Matt Lewis inquired as to why the water from the well is going to irrigate ballfields, compost piles and farming operations rather than for additional hook-ups to the domenstic water supply. Director Comstock said that it is unknown at this point whether it is economically feasible to use the well water as a source of potable water; as such, the district has given conditional permission to others to use the nonpotable water for irrigation purposes while the district studies the question. In each case, the district’s permission is conditioned on the right of the district to terminate the license to take water if the district needs to augment its potable water supply. Meanwhile, the district is evaluating the quality and quantity of the well water, in consultation with its regulators, to determine whether and how the water can be used as an additional source for the district. Director Siedman commented that it also is essential for the district to fully understand the reliability of this water source before bringing it into the potable water supply.

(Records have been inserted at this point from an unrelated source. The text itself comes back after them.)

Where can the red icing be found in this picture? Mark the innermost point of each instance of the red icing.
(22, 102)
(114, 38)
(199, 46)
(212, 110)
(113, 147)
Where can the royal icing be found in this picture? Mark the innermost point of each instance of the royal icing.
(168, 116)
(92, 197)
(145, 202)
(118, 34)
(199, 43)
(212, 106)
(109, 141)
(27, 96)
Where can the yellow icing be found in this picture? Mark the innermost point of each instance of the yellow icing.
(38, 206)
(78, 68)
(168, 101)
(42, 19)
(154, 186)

9. Volunteer Committee Reports.
-- Bolinas Lagoon Advisory Committee: Nothing to report.
-- Downtown Parking & Traffic Committee: Nothing to report.
-- Resource Recovery: Nothing to report.
-- Water Conservation Assistance Committee: Noting to report.
-- West Marin Mosquito Control Coordinating Council: Director Amoroso reported that there will be a meeting of the council the following Monday; he and director Godino are making every effort to attend the meeting.
-- Sewer Pond Land Management Committee: Director Siedman noted that the Board received emails from John Glavis and Janine Aroyan about the next phase of the committee’s work; discussion ensued about scheduling another meeting and staff was directed to contact the committee members and propose either April 28th or May 2nd for the next meeting date.
10. Other Business.
a. Board Committee Reports
-- Finance: Minutes of the March 4, 2014 Committee meeting; Minutes of the April 1, 2014 Committee meeting; Community mailer re: draft FY 2014-15 budget.
The Board received the approved minutes of the March 4, 2014 Committee meeting.
L. Comstock/V. Amoroso both in favor to approve the minutes of the April 1, 2014 Committee meeting.
Approval of the community mailer was deferred to the May Board meeting.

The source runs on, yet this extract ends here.